Casino Royaleby Ian Fleming

Review by Matt B. (BuffaloSavage)

 

This is the first James Bond novel, first published in 1953. A true Bond fan should read it with the caution that in some ways the main character is the Bond we know and like but in others he is not. 

We like the JB that is believable because he feels fatigue and panic. He makes mistakes. Due to cockiness, he lets down his guard and Vesper, the romantic interest, gets kidnapped.
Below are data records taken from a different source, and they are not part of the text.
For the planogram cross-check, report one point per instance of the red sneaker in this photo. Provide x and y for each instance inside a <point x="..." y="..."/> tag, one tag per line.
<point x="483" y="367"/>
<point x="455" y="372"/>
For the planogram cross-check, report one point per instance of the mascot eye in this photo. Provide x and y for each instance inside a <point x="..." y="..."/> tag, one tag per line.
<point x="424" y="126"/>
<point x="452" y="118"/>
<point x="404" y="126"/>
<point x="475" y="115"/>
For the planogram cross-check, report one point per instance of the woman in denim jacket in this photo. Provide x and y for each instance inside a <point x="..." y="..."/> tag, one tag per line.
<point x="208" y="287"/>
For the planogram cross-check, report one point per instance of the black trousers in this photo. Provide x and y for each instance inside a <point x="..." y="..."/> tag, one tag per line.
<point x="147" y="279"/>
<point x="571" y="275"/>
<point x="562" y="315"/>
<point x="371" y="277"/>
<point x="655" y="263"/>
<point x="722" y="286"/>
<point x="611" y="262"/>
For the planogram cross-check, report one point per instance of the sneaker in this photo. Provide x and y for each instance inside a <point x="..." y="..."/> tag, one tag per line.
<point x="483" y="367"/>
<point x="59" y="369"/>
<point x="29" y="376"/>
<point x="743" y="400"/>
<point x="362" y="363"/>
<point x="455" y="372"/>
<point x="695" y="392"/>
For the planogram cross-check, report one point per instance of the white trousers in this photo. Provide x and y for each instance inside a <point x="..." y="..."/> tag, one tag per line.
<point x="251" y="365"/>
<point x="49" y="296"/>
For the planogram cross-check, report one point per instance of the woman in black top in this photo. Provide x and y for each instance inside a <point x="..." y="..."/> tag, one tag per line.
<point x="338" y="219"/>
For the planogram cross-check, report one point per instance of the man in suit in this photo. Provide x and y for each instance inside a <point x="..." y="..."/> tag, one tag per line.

However, in this premier, he’s cold, merciless, and callous. His opinion on women spies is summed up as “Women were for recreation. On a job, they got in the way and fogged things up with sex and hurt feelings and all the emotional baggage they carried around.” 

Besides the stereotypes we hold in disapprobation nowadays, the violence in this one is about the hardest of the entire series. The torture scene is almost as cringe-inducing as Mickey Spillane’s Mike Hammer putting an icepick through a perp’s – well, never mind.

Like I said, a Bond fan should read it because Fleming’s action rocks. The bombing, car chase, and gambling scenes pack punch.  Fleming gives the impression he knows a lot about specialized technologies and the work of spies (he was in Naval Intelligence during WWII). Though Fleming runs low on synonyms by the end and the story drags a bit after the climax with Le Chiffre, read it. You know you want to. It’ll take a whole afternoon.